Those convicted are policemen Narpat Singh, Idris Abdul Saiyed, Bikabhai Patel, Ramsingh Bhabhor and Ramanbhai Bhagora, and doctors Arun Kumar Prasad and Sangeeta Kumar Prasad.
"We are convinced that all these accused persons in a mob on account of the Godhra incident were moving in search of Muslims," said the High Court.
"This is a case where the police wanted to help the accused by suppressing their names. The police were not passive towards investigation but they were very active in destroying the case of the prosecutrix (Bilkis)," it said.

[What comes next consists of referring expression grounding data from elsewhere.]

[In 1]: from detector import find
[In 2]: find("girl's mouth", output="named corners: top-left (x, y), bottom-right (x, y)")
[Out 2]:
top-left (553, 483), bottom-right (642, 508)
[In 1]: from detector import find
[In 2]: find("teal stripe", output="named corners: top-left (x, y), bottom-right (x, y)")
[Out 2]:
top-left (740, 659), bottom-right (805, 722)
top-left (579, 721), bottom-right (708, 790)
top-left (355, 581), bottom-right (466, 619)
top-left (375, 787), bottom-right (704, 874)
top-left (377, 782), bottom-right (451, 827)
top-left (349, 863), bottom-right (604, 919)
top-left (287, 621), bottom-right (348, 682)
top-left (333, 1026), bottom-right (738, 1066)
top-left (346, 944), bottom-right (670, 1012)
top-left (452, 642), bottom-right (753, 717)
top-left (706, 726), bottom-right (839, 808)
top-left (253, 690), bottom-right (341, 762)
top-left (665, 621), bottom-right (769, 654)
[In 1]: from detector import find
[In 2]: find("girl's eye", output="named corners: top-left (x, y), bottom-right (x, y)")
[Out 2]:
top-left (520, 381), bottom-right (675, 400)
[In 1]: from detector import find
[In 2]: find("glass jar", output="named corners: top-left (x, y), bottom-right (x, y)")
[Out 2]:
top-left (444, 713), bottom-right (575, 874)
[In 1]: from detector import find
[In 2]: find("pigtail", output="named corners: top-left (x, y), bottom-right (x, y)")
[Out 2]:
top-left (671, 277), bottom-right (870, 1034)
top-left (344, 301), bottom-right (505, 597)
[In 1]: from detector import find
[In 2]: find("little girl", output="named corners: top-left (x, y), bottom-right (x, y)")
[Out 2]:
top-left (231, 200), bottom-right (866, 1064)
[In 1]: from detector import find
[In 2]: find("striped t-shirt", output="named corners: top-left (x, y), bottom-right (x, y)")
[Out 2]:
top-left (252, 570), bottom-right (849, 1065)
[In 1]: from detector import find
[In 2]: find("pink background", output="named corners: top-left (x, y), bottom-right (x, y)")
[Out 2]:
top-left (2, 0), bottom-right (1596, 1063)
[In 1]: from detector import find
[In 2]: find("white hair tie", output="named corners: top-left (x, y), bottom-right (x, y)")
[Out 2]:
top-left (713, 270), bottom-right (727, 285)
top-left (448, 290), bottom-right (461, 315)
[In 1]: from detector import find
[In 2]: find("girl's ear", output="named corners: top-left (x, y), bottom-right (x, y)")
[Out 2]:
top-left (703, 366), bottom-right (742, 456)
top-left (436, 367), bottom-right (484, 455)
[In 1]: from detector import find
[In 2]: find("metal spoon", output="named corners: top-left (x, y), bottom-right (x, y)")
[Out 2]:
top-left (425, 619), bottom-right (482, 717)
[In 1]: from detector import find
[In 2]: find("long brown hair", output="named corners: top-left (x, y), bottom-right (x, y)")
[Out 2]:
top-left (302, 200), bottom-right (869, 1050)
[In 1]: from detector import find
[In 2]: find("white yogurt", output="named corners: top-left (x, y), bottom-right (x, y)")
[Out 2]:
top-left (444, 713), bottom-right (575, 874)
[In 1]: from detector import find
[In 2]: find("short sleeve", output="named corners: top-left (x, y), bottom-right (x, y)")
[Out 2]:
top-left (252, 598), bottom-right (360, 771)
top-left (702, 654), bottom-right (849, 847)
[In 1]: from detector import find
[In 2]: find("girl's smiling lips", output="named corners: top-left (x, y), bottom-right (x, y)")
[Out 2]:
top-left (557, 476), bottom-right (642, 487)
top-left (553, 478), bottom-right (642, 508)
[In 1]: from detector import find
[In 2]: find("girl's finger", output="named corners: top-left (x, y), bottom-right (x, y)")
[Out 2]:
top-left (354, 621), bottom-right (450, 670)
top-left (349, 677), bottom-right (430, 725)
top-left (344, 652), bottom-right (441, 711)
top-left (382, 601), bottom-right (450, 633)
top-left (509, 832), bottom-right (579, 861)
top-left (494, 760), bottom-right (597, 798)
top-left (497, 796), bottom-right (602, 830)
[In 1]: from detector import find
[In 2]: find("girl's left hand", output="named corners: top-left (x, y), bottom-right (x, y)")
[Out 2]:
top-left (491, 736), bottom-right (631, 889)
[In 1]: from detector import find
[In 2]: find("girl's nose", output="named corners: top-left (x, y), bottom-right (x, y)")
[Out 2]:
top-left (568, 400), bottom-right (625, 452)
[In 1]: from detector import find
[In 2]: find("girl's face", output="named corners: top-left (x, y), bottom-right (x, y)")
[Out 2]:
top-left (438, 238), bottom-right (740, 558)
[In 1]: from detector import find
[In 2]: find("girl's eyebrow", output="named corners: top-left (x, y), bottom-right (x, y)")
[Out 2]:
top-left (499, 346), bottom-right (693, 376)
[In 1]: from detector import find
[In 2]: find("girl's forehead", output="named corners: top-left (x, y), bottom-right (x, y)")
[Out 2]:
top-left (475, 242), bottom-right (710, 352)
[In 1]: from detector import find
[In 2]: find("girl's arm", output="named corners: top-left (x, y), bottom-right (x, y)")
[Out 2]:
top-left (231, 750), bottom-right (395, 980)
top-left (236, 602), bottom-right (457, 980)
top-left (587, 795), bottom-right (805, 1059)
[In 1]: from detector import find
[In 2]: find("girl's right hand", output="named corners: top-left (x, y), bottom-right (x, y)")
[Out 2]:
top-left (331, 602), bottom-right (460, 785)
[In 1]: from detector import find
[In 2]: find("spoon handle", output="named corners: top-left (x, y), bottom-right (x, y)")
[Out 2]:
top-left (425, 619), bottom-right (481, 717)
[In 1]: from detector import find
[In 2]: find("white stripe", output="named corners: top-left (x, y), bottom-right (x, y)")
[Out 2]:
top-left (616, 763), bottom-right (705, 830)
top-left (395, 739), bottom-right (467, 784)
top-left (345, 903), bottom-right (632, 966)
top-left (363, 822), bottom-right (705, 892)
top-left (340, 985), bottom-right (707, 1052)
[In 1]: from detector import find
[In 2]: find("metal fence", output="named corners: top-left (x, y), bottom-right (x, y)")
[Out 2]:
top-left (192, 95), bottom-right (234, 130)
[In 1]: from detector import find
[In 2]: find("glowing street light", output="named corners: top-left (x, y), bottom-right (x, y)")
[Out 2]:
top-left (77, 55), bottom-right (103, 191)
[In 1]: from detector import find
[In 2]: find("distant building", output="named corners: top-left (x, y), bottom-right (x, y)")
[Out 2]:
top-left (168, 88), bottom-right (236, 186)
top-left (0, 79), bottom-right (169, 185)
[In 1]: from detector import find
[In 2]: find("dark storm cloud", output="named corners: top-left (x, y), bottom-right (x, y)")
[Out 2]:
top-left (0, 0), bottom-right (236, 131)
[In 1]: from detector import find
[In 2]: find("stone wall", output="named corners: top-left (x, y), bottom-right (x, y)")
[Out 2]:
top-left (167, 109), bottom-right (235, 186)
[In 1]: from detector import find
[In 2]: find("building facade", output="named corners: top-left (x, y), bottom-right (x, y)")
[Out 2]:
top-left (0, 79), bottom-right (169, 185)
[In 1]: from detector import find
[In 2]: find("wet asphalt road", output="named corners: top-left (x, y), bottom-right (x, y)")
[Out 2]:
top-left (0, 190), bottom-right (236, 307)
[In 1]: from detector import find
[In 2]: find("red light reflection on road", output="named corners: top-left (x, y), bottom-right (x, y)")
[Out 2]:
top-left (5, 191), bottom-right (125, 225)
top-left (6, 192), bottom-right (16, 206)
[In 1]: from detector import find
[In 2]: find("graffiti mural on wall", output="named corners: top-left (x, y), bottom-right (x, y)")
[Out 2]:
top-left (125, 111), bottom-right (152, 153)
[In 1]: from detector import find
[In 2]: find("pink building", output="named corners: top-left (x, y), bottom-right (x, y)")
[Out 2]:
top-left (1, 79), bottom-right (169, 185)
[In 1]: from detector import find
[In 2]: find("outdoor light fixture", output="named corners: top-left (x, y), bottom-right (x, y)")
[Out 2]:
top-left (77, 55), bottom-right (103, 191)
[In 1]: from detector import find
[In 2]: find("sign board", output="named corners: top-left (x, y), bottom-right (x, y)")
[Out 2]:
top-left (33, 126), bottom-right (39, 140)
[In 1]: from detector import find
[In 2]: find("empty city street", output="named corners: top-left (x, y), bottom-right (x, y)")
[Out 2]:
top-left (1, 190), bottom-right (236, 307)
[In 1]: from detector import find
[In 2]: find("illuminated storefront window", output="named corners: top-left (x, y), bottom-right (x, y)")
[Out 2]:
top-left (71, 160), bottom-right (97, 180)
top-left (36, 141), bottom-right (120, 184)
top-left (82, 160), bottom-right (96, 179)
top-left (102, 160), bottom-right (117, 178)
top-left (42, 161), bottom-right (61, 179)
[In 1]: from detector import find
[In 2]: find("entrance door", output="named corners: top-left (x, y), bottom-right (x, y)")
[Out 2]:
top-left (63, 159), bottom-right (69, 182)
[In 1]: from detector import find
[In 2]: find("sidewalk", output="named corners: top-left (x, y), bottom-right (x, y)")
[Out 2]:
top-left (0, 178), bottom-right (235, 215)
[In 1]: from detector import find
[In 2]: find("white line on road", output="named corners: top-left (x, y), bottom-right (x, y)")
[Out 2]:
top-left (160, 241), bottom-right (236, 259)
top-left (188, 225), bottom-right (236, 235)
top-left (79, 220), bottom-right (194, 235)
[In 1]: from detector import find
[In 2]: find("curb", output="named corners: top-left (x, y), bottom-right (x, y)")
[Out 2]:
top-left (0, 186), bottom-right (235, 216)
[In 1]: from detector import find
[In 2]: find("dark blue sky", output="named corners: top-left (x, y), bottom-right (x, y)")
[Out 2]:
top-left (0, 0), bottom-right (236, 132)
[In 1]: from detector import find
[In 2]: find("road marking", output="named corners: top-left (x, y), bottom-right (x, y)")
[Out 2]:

"They (police) wanted to screen the perpetrators of the crime for the reasons best known to the police. This is how they gagged mouth of the prosecutrix so that her cry for justice would not be heard by anybody," the judges said.
Bilkis was the only witness on whose testimony the entire case of the prosecution stood, the court noted.
"The case in fact suffers at the starting point with the first major flaw of dishonest investigation," the bench said.
"I am happy that the state and its officials who emboldened, encouraged, and protected the criminals who destroyed the life of an entire community, are no longer unblemished and today stand charged with tampering of evidence.
"For officers of the state, whose sworn duty is to protect citizens and enable justice, this should be their great moral shame, to bear forever," the statement said.
A special court in Mumbai had on January 21, 2008 convicted and sentenced twelve men to life imprisonment. One of them died subsequently.
According to the prosecution, on March 3, 2002, Bilkis Bano's family was attacked by a mob at Randhikpur village near Ahmedabad during the post-Godhra riots and seven members of the family were killed.
Bilkis, who was five months pregnant, was gang-raped, while six others of her family managed to escape.
The trial began in Ahmedabad. However, after Bilkis expressed apprehension that witnesses could be harmed and evidence tampered with, the Supreme Court transferred the trial to Mumbai in August 2004.
The convicts had challenged the verdict claiming CBI had fabricated the evidence, that Bilkis gave birth to a child after the incident so she could not have been gang-raped, and investigators' failure to find the bodies of some of her family members proved they were not killed.
The CBI had sought death sentence for Jaswantbhai, Govindbhai and Radhesham Shah on the ground that they had raped Bilkis.